Many people over the years know that I was adopted as an infant and raised by my parents. Yes they are my "real" parents, and even though I understand what people mean by asking if I ever wanted to find my "real" parents, it's still hard not to get defensive simply because DNA a parent doesn’t make. Well fast forward 29 years... a long story short I was contacted by my birthmother. That was a major shock to my system to say the least and sent me into what I can only describe as an identity crisis. I've always been the type of person who felt like I knew who I was and all of the sudden I didn't. It was a really stressful and eye opening time for me. I now had a birthmother, birthfather and 6 half siblings between the two of them.... coming from an only child I was completely overwhelmed. I have never thought of myself as a coward but in that moment I was afraid of what I didn't know, how this was going to change my life and what I was going to do with it. See I thought I knew who I was and part of me was the big unknown of my birth family... in fact it was great because on all those forms at the doctors office I would just put a big X through, write adopted next to it and turn them in record time... all of the sudden I had medical histories and people who were complete strangers to me and yet it was important to know this stuff and it freaked me out, part of who I was had changed and there was no going back... but I'd also rather be open to change in my life then stagnant and unwilling to accept something new. I would never want to cheat myself out of the possibilities life had to offer... which was something I had to remind myself over and over again.

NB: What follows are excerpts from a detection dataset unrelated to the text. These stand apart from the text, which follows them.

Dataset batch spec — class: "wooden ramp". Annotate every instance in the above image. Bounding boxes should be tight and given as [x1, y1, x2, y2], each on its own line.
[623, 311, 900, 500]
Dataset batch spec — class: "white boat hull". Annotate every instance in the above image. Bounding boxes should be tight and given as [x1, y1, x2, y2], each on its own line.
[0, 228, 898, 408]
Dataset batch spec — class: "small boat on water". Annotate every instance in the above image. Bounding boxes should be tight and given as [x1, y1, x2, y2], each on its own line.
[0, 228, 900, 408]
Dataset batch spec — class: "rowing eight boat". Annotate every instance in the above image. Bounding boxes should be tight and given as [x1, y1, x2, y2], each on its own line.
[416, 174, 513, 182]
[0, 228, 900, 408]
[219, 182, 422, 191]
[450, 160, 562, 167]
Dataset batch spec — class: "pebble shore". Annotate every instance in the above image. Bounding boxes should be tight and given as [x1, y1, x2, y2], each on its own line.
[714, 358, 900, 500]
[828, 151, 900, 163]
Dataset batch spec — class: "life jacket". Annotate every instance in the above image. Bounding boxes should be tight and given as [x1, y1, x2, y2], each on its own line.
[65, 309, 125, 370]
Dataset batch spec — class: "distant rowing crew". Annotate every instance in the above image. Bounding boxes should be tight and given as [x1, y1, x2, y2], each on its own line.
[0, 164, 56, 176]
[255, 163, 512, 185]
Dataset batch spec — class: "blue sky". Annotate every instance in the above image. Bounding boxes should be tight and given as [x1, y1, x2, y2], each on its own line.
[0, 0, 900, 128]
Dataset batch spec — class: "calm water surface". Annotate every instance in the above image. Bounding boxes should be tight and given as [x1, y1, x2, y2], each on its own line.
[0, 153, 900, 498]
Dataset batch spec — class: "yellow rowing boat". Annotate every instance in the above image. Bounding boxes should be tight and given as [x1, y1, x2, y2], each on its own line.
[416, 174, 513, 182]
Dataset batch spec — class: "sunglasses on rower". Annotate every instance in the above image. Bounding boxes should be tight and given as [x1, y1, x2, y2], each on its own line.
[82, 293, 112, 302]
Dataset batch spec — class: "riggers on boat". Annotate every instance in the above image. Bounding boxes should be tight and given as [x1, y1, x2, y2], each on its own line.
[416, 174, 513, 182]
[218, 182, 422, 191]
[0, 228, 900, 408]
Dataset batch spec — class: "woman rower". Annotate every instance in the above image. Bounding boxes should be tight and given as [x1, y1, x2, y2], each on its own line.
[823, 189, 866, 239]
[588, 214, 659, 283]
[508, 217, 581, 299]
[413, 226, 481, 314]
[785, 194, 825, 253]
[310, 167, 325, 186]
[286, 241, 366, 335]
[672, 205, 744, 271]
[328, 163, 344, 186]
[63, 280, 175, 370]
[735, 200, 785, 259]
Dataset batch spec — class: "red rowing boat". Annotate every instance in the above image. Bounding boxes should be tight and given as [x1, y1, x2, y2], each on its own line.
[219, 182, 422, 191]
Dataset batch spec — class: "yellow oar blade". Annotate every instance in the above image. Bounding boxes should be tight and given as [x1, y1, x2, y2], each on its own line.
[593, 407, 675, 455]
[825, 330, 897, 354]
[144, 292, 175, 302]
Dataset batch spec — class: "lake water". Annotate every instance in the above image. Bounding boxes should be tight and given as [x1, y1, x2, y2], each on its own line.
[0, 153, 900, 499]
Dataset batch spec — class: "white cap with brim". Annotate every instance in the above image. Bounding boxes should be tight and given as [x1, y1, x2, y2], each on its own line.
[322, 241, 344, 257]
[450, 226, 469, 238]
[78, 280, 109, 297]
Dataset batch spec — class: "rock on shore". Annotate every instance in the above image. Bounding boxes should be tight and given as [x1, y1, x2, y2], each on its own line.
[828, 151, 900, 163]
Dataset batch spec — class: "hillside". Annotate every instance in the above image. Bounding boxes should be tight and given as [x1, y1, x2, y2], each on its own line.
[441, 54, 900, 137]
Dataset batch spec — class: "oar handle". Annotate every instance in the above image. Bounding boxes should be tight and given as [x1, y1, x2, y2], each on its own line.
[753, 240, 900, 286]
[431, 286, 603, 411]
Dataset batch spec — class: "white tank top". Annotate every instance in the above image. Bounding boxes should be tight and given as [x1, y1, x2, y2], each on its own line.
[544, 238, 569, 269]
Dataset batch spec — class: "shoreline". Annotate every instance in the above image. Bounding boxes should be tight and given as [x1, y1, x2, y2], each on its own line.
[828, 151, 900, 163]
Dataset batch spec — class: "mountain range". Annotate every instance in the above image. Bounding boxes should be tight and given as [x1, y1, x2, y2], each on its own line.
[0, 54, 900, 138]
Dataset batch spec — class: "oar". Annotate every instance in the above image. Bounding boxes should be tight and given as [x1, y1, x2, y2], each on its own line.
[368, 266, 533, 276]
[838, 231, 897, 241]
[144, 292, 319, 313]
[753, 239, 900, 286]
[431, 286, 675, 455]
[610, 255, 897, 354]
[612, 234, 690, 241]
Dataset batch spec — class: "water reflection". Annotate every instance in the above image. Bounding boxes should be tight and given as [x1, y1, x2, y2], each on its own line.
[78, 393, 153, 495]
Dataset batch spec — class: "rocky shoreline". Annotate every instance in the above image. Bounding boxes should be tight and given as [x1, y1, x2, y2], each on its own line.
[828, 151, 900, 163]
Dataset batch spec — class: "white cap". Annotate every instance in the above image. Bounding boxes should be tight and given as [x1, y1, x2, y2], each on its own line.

I'm grateful to my parents for instilling in me the sense of self and the ability to ask myself is this the person you want to be in this world, because the person I am doesn't want to be someone who runs from difficult situations. For the most part in all of this, the good outweighs the bad, and even though I have days where I wish this had never happened, having people who love you in your life is never a bad thing and you can never have too many of them.

I promise not everything I write will be like this and if I get the courage up to post it (which remember not a coward...hopefully) I hope that someone can see and take something from my experiences and life and use it to better their own.